Phind-405B and faster, high quality AI answers for everyone

Usage patterns and strengths

  • Many use Phind as an AI-enhanced technical search engine, especially for programming, APIs, debugging, and infrastructure “how do I do X?” tasks.
  • Several report it as a strong productivity booster, getting them from near-zero knowledge (e.g., AWS VPC/NAT/Fargate) to working solutions quickly.
  • Common workflows: replacing Google + Stack Overflow; summarizing articles via URL; code optimization and debugging; niche language questions; learning new tech concepts.
  • Users like the presence of linked sources when they appear, treating Phind as “search + oracle” rather than pure chat.

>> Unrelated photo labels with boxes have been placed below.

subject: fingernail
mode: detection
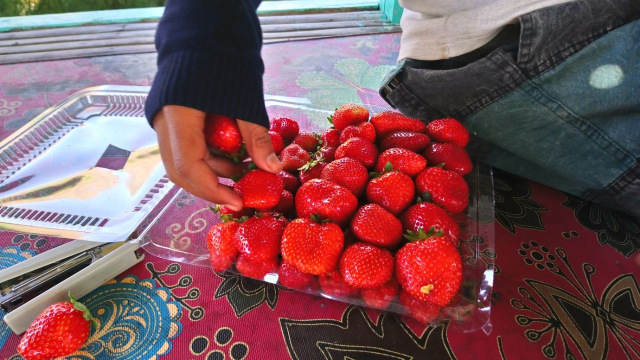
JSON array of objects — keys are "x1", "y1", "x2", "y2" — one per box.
[{"x1": 267, "y1": 153, "x2": 282, "y2": 173}]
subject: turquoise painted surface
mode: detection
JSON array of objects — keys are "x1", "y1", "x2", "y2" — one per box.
[{"x1": 0, "y1": 0, "x2": 379, "y2": 32}]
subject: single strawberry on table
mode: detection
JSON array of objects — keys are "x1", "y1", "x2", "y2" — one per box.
[
  {"x1": 329, "y1": 104, "x2": 369, "y2": 131},
  {"x1": 281, "y1": 217, "x2": 344, "y2": 275},
  {"x1": 416, "y1": 166, "x2": 469, "y2": 213},
  {"x1": 340, "y1": 242, "x2": 394, "y2": 289},
  {"x1": 233, "y1": 169, "x2": 284, "y2": 210},
  {"x1": 18, "y1": 294, "x2": 95, "y2": 360}
]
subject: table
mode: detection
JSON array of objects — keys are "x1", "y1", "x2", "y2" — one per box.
[{"x1": 0, "y1": 34, "x2": 640, "y2": 360}]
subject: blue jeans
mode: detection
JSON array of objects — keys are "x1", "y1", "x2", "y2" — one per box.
[{"x1": 380, "y1": 0, "x2": 640, "y2": 219}]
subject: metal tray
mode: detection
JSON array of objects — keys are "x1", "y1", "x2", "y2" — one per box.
[{"x1": 0, "y1": 85, "x2": 173, "y2": 241}]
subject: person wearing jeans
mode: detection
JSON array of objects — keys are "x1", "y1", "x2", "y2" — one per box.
[{"x1": 380, "y1": 0, "x2": 640, "y2": 219}]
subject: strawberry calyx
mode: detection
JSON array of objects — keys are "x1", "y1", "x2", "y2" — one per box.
[
  {"x1": 67, "y1": 291, "x2": 98, "y2": 328},
  {"x1": 403, "y1": 226, "x2": 444, "y2": 242}
]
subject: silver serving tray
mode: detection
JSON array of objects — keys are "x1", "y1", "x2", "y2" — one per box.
[{"x1": 0, "y1": 85, "x2": 173, "y2": 242}]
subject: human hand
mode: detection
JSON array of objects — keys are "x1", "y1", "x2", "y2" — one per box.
[{"x1": 153, "y1": 105, "x2": 282, "y2": 211}]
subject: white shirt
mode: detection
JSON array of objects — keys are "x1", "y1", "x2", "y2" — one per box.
[{"x1": 398, "y1": 0, "x2": 572, "y2": 60}]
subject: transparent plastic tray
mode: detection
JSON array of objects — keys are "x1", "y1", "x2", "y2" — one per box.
[
  {"x1": 0, "y1": 85, "x2": 173, "y2": 241},
  {"x1": 143, "y1": 100, "x2": 495, "y2": 333}
]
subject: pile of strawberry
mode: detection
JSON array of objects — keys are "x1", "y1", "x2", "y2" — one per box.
[{"x1": 202, "y1": 104, "x2": 472, "y2": 323}]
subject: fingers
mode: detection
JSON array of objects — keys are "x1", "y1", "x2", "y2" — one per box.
[
  {"x1": 238, "y1": 120, "x2": 282, "y2": 174},
  {"x1": 154, "y1": 106, "x2": 242, "y2": 210}
]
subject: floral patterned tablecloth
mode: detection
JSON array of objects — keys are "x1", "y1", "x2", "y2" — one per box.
[{"x1": 0, "y1": 34, "x2": 640, "y2": 360}]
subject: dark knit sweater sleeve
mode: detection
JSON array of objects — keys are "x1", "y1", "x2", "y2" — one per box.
[{"x1": 145, "y1": 0, "x2": 269, "y2": 127}]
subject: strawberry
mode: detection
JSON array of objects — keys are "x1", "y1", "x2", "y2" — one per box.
[
  {"x1": 360, "y1": 277, "x2": 400, "y2": 310},
  {"x1": 236, "y1": 254, "x2": 278, "y2": 280},
  {"x1": 298, "y1": 160, "x2": 327, "y2": 184},
  {"x1": 18, "y1": 294, "x2": 95, "y2": 360},
  {"x1": 423, "y1": 143, "x2": 473, "y2": 176},
  {"x1": 340, "y1": 122, "x2": 376, "y2": 143},
  {"x1": 427, "y1": 118, "x2": 469, "y2": 148},
  {"x1": 329, "y1": 104, "x2": 369, "y2": 131},
  {"x1": 369, "y1": 110, "x2": 427, "y2": 139},
  {"x1": 320, "y1": 127, "x2": 340, "y2": 147},
  {"x1": 318, "y1": 269, "x2": 360, "y2": 299},
  {"x1": 340, "y1": 243, "x2": 394, "y2": 289},
  {"x1": 233, "y1": 169, "x2": 284, "y2": 210},
  {"x1": 366, "y1": 171, "x2": 415, "y2": 216},
  {"x1": 269, "y1": 130, "x2": 284, "y2": 155},
  {"x1": 206, "y1": 221, "x2": 240, "y2": 272},
  {"x1": 316, "y1": 146, "x2": 337, "y2": 163},
  {"x1": 280, "y1": 144, "x2": 311, "y2": 172},
  {"x1": 269, "y1": 117, "x2": 300, "y2": 144},
  {"x1": 281, "y1": 217, "x2": 344, "y2": 275},
  {"x1": 296, "y1": 179, "x2": 358, "y2": 225},
  {"x1": 233, "y1": 213, "x2": 288, "y2": 261},
  {"x1": 278, "y1": 261, "x2": 314, "y2": 290},
  {"x1": 398, "y1": 289, "x2": 442, "y2": 325},
  {"x1": 267, "y1": 190, "x2": 296, "y2": 216},
  {"x1": 351, "y1": 204, "x2": 402, "y2": 248},
  {"x1": 396, "y1": 237, "x2": 462, "y2": 306},
  {"x1": 416, "y1": 166, "x2": 469, "y2": 213},
  {"x1": 375, "y1": 148, "x2": 427, "y2": 177},
  {"x1": 292, "y1": 131, "x2": 320, "y2": 152},
  {"x1": 204, "y1": 114, "x2": 242, "y2": 155},
  {"x1": 277, "y1": 171, "x2": 300, "y2": 194},
  {"x1": 400, "y1": 202, "x2": 460, "y2": 243},
  {"x1": 380, "y1": 131, "x2": 431, "y2": 153},
  {"x1": 335, "y1": 137, "x2": 378, "y2": 168},
  {"x1": 320, "y1": 158, "x2": 369, "y2": 198}
]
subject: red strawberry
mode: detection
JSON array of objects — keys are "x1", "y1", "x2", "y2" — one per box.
[
  {"x1": 340, "y1": 122, "x2": 376, "y2": 143},
  {"x1": 269, "y1": 117, "x2": 300, "y2": 143},
  {"x1": 233, "y1": 213, "x2": 287, "y2": 261},
  {"x1": 292, "y1": 131, "x2": 320, "y2": 152},
  {"x1": 400, "y1": 202, "x2": 460, "y2": 243},
  {"x1": 416, "y1": 166, "x2": 469, "y2": 213},
  {"x1": 298, "y1": 160, "x2": 327, "y2": 184},
  {"x1": 204, "y1": 114, "x2": 242, "y2": 155},
  {"x1": 268, "y1": 190, "x2": 296, "y2": 216},
  {"x1": 318, "y1": 269, "x2": 360, "y2": 299},
  {"x1": 280, "y1": 144, "x2": 311, "y2": 172},
  {"x1": 269, "y1": 130, "x2": 284, "y2": 155},
  {"x1": 207, "y1": 221, "x2": 240, "y2": 272},
  {"x1": 398, "y1": 289, "x2": 442, "y2": 325},
  {"x1": 369, "y1": 110, "x2": 427, "y2": 139},
  {"x1": 233, "y1": 169, "x2": 284, "y2": 210},
  {"x1": 375, "y1": 148, "x2": 427, "y2": 177},
  {"x1": 278, "y1": 261, "x2": 314, "y2": 290},
  {"x1": 366, "y1": 171, "x2": 415, "y2": 216},
  {"x1": 320, "y1": 158, "x2": 369, "y2": 197},
  {"x1": 351, "y1": 204, "x2": 402, "y2": 248},
  {"x1": 282, "y1": 217, "x2": 344, "y2": 275},
  {"x1": 329, "y1": 104, "x2": 369, "y2": 131},
  {"x1": 380, "y1": 131, "x2": 431, "y2": 153},
  {"x1": 320, "y1": 127, "x2": 340, "y2": 148},
  {"x1": 236, "y1": 254, "x2": 278, "y2": 280},
  {"x1": 316, "y1": 146, "x2": 337, "y2": 162},
  {"x1": 277, "y1": 171, "x2": 300, "y2": 194},
  {"x1": 360, "y1": 277, "x2": 400, "y2": 310},
  {"x1": 396, "y1": 237, "x2": 462, "y2": 306},
  {"x1": 423, "y1": 143, "x2": 473, "y2": 176},
  {"x1": 427, "y1": 118, "x2": 469, "y2": 147},
  {"x1": 18, "y1": 296, "x2": 94, "y2": 360},
  {"x1": 335, "y1": 137, "x2": 378, "y2": 168},
  {"x1": 340, "y1": 243, "x2": 393, "y2": 289},
  {"x1": 296, "y1": 179, "x2": 358, "y2": 225}
]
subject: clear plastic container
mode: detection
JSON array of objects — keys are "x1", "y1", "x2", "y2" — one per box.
[{"x1": 143, "y1": 96, "x2": 495, "y2": 334}]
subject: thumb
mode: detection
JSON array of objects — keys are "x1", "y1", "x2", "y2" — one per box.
[{"x1": 238, "y1": 120, "x2": 282, "y2": 174}]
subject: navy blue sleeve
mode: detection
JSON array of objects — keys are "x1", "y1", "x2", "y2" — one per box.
[{"x1": 145, "y1": 0, "x2": 269, "y2": 127}]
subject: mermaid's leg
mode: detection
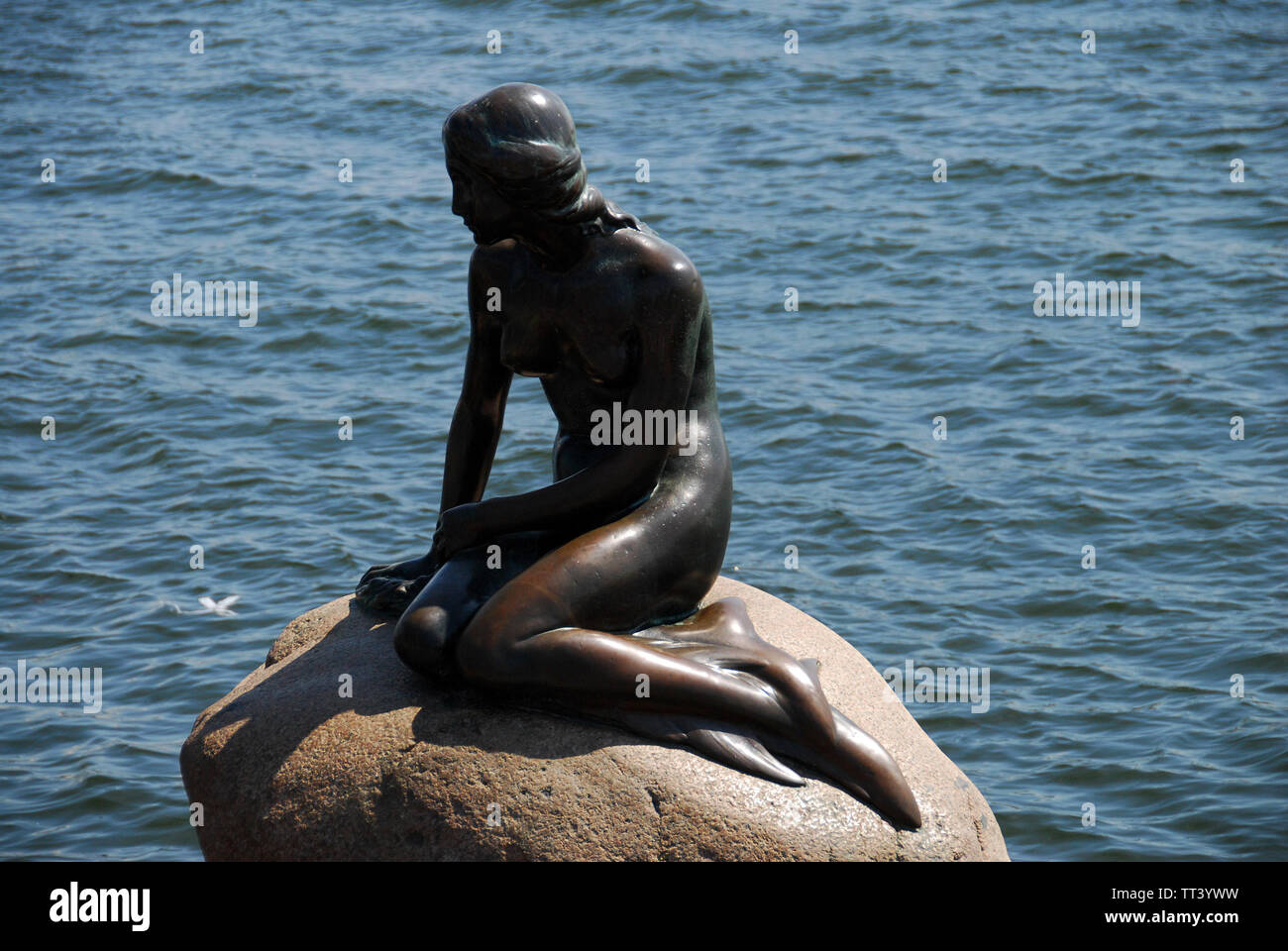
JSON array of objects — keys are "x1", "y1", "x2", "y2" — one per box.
[{"x1": 458, "y1": 567, "x2": 921, "y2": 827}]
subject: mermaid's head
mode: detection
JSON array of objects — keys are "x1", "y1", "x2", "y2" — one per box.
[{"x1": 443, "y1": 82, "x2": 638, "y2": 243}]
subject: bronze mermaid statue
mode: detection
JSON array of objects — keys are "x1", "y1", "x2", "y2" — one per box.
[{"x1": 357, "y1": 82, "x2": 921, "y2": 828}]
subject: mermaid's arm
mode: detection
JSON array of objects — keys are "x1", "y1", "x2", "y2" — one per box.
[
  {"x1": 438, "y1": 268, "x2": 514, "y2": 511},
  {"x1": 435, "y1": 265, "x2": 704, "y2": 557}
]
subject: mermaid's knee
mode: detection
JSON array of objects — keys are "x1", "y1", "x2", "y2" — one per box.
[{"x1": 394, "y1": 604, "x2": 455, "y2": 677}]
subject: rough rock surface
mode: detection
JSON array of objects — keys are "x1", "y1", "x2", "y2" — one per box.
[{"x1": 180, "y1": 569, "x2": 1008, "y2": 861}]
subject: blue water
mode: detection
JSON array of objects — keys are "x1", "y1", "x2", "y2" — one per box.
[{"x1": 0, "y1": 0, "x2": 1288, "y2": 860}]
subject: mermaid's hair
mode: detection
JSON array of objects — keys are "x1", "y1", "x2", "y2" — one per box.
[{"x1": 443, "y1": 82, "x2": 648, "y2": 231}]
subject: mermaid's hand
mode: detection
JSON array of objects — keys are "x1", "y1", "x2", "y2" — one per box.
[{"x1": 428, "y1": 502, "x2": 486, "y2": 565}]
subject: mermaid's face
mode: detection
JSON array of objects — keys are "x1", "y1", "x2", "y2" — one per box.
[{"x1": 447, "y1": 161, "x2": 514, "y2": 245}]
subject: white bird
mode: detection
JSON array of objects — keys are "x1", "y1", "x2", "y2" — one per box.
[{"x1": 181, "y1": 594, "x2": 241, "y2": 617}]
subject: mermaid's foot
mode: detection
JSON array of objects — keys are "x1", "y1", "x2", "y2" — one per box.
[
  {"x1": 353, "y1": 575, "x2": 433, "y2": 617},
  {"x1": 632, "y1": 598, "x2": 836, "y2": 745},
  {"x1": 765, "y1": 707, "x2": 921, "y2": 828}
]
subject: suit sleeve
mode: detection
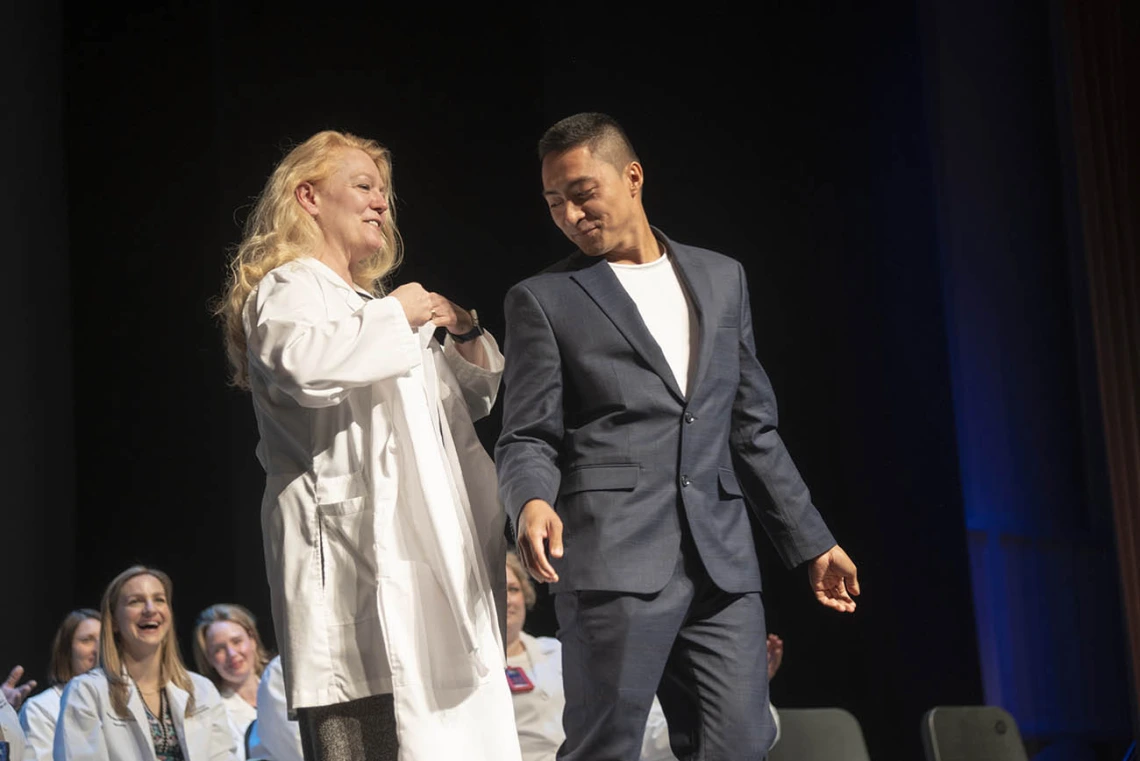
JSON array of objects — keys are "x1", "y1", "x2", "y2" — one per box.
[
  {"x1": 731, "y1": 264, "x2": 836, "y2": 567},
  {"x1": 443, "y1": 333, "x2": 503, "y2": 420},
  {"x1": 51, "y1": 679, "x2": 108, "y2": 761},
  {"x1": 495, "y1": 285, "x2": 563, "y2": 533},
  {"x1": 244, "y1": 268, "x2": 422, "y2": 407}
]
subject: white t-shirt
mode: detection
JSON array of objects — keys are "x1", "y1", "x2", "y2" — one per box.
[{"x1": 609, "y1": 254, "x2": 698, "y2": 394}]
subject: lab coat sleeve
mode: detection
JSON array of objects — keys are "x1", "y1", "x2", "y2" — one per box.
[
  {"x1": 51, "y1": 679, "x2": 111, "y2": 761},
  {"x1": 13, "y1": 701, "x2": 56, "y2": 761},
  {"x1": 252, "y1": 657, "x2": 303, "y2": 761},
  {"x1": 244, "y1": 265, "x2": 423, "y2": 407},
  {"x1": 641, "y1": 697, "x2": 677, "y2": 761},
  {"x1": 443, "y1": 333, "x2": 503, "y2": 420}
]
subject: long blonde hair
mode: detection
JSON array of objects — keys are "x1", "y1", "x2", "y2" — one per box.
[
  {"x1": 213, "y1": 130, "x2": 402, "y2": 388},
  {"x1": 194, "y1": 603, "x2": 272, "y2": 689},
  {"x1": 99, "y1": 565, "x2": 194, "y2": 719}
]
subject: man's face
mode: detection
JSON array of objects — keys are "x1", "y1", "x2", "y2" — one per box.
[{"x1": 543, "y1": 146, "x2": 642, "y2": 256}]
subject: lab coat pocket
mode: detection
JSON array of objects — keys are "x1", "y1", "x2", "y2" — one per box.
[
  {"x1": 317, "y1": 497, "x2": 376, "y2": 623},
  {"x1": 380, "y1": 560, "x2": 472, "y2": 689}
]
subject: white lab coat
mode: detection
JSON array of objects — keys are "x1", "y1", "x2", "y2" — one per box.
[
  {"x1": 13, "y1": 685, "x2": 64, "y2": 761},
  {"x1": 519, "y1": 631, "x2": 780, "y2": 761},
  {"x1": 250, "y1": 655, "x2": 304, "y2": 761},
  {"x1": 516, "y1": 631, "x2": 676, "y2": 761},
  {"x1": 219, "y1": 689, "x2": 258, "y2": 761},
  {"x1": 243, "y1": 259, "x2": 519, "y2": 761},
  {"x1": 52, "y1": 669, "x2": 237, "y2": 761},
  {"x1": 0, "y1": 693, "x2": 31, "y2": 761}
]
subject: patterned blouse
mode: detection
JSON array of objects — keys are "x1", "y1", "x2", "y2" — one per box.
[{"x1": 143, "y1": 689, "x2": 186, "y2": 761}]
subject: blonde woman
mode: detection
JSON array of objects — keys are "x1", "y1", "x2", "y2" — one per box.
[
  {"x1": 194, "y1": 604, "x2": 270, "y2": 759},
  {"x1": 54, "y1": 565, "x2": 235, "y2": 761},
  {"x1": 19, "y1": 607, "x2": 103, "y2": 761},
  {"x1": 218, "y1": 131, "x2": 519, "y2": 761}
]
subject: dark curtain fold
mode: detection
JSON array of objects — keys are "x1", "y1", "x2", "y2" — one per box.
[{"x1": 1065, "y1": 0, "x2": 1140, "y2": 731}]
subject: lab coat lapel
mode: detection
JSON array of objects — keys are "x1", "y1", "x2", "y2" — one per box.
[
  {"x1": 127, "y1": 677, "x2": 155, "y2": 759},
  {"x1": 657, "y1": 239, "x2": 716, "y2": 399}
]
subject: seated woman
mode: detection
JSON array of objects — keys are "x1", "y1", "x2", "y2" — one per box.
[
  {"x1": 0, "y1": 690, "x2": 30, "y2": 761},
  {"x1": 14, "y1": 607, "x2": 103, "y2": 761},
  {"x1": 506, "y1": 553, "x2": 675, "y2": 761},
  {"x1": 52, "y1": 565, "x2": 236, "y2": 761},
  {"x1": 194, "y1": 604, "x2": 270, "y2": 759}
]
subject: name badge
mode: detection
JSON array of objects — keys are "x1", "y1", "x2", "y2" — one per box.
[{"x1": 506, "y1": 666, "x2": 535, "y2": 694}]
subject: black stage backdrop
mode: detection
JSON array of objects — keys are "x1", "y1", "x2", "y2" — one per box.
[{"x1": 0, "y1": 0, "x2": 1130, "y2": 759}]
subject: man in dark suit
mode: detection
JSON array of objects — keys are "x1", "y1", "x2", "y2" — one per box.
[{"x1": 496, "y1": 114, "x2": 858, "y2": 761}]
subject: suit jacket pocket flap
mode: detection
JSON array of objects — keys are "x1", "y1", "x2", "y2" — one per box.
[
  {"x1": 716, "y1": 468, "x2": 744, "y2": 498},
  {"x1": 561, "y1": 465, "x2": 637, "y2": 494}
]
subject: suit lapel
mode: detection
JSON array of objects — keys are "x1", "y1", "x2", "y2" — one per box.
[
  {"x1": 654, "y1": 239, "x2": 716, "y2": 399},
  {"x1": 570, "y1": 254, "x2": 685, "y2": 401}
]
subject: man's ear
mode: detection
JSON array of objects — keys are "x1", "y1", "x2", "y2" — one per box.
[
  {"x1": 626, "y1": 161, "x2": 645, "y2": 196},
  {"x1": 293, "y1": 182, "x2": 320, "y2": 216}
]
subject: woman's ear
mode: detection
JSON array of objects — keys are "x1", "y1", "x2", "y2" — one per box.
[{"x1": 293, "y1": 182, "x2": 320, "y2": 216}]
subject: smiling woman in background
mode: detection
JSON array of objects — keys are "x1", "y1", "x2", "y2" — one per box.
[
  {"x1": 194, "y1": 604, "x2": 270, "y2": 759},
  {"x1": 54, "y1": 565, "x2": 235, "y2": 761},
  {"x1": 14, "y1": 607, "x2": 101, "y2": 761}
]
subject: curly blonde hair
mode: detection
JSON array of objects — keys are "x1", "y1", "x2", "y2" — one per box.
[{"x1": 213, "y1": 130, "x2": 402, "y2": 388}]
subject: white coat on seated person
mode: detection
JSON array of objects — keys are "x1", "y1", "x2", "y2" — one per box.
[
  {"x1": 0, "y1": 693, "x2": 31, "y2": 761},
  {"x1": 243, "y1": 257, "x2": 519, "y2": 761},
  {"x1": 52, "y1": 669, "x2": 237, "y2": 761}
]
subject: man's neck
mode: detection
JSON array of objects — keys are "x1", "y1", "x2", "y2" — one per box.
[{"x1": 605, "y1": 220, "x2": 665, "y2": 264}]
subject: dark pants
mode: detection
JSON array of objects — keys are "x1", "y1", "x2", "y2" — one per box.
[
  {"x1": 554, "y1": 542, "x2": 775, "y2": 761},
  {"x1": 296, "y1": 695, "x2": 399, "y2": 761}
]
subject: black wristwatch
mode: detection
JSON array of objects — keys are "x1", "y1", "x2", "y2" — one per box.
[{"x1": 447, "y1": 309, "x2": 483, "y2": 344}]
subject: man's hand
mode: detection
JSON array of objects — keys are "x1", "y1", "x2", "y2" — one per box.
[
  {"x1": 807, "y1": 545, "x2": 858, "y2": 613},
  {"x1": 768, "y1": 635, "x2": 783, "y2": 681},
  {"x1": 0, "y1": 665, "x2": 35, "y2": 711},
  {"x1": 518, "y1": 499, "x2": 562, "y2": 583}
]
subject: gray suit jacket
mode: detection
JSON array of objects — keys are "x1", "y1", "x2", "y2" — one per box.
[{"x1": 495, "y1": 230, "x2": 834, "y2": 594}]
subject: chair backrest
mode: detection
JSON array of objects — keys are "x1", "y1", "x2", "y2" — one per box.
[
  {"x1": 768, "y1": 709, "x2": 871, "y2": 761},
  {"x1": 922, "y1": 705, "x2": 1028, "y2": 761}
]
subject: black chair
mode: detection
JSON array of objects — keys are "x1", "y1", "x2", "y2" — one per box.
[
  {"x1": 922, "y1": 705, "x2": 1028, "y2": 761},
  {"x1": 768, "y1": 709, "x2": 871, "y2": 761}
]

Comparisons with competitors

  • Compared with ChatGPT, some prefer Phind for citations and technical focus, and as a fallback when ChatGPT has access/captcha issues.
  • Others prefer Kagi Assistant, Brave Search, Bing + GPT‑4o, Perplexity, or Claude for equal or better answers, broader features, or fewer UI issues.
  • Several note Phind-70B and now 405B can be competitive with Claude/GPT‑4 on some coding tasks, while GPT‑4 remains best for certain formatting tasks.

Hallucinations, accuracy, and verification

  • Multiple reports of confident but wrong answers: nonexistent language features, incorrect C++/Laravel examples, misdescribed hardware, and factual questions without valid references.
  • Users appreciate when Phind later admits a reference error or, in newer runs, detects nonsensical queries and corrects itself.
  • Some say “Always search” sometimes fails to trigger; others see answers improving when rerun.
  • General consensus: model is powerful but must be treated skeptically; follow‑up questions and checking sources remain essential.

Speed vs. quality

  • Thread discusses latency as a key barrier for AI search versus classic search.
  • Some argue that while token-by-token generation is slower, total “time to understanding” can be faster than traditional search, provided answers are accurate.

Product experience and UI

  • Positive: VS Code extension, “artifacts”-style features in development, improved search pollution, and better answer organization promised.
  • Negative: buggy web UI (scroll jumps, input obscured on mobile), occasional inference outages, region blocking (e.g., Malaysia), and some users being IP‑blocked.

Pricing, access, and “for everyone” claim

  • New Phind‑405B is only for paid Pro users; “for everyone” is interpreted by some as misleading marketing.
  • Phind Instant remains free; some want at least a small free quota for 405B to trial it.
  • Pricing criticized for having only a $20/month tier; some want cheaper, low‑usage plans.

API, ecosystem, and openness

  • Many request an API and OpenRouter‑style access so they can integrate Phind into their own tools and compare it on public leaderboards.
  • Company indicates API is lower priority than the main product but is now under consideration.
  • Some want weights released (especially Instant/70B), with debate over whether Llama’s license requires that; unclear from thread.
  • Concerns raised about opaque data handling and trustworthiness; one user says attempts to clarify for corporate use went unanswered.

Model behavior and philosophy

  • Long subthread critiques LLM “apologies” and anthropomorphic phrasing as misleading, since models lack real understanding, memory of wrongdoing, or capacity for genuine care.
  • Others stress that hallucinations and lack of “I don’t know” are structural to current LLMs; research on source‑aware training and better reasoning is referenced as a path forward.
  • Some propose using LLMs mainly to generate good search keywords and filter human-written sources, rather than as direct answer generators.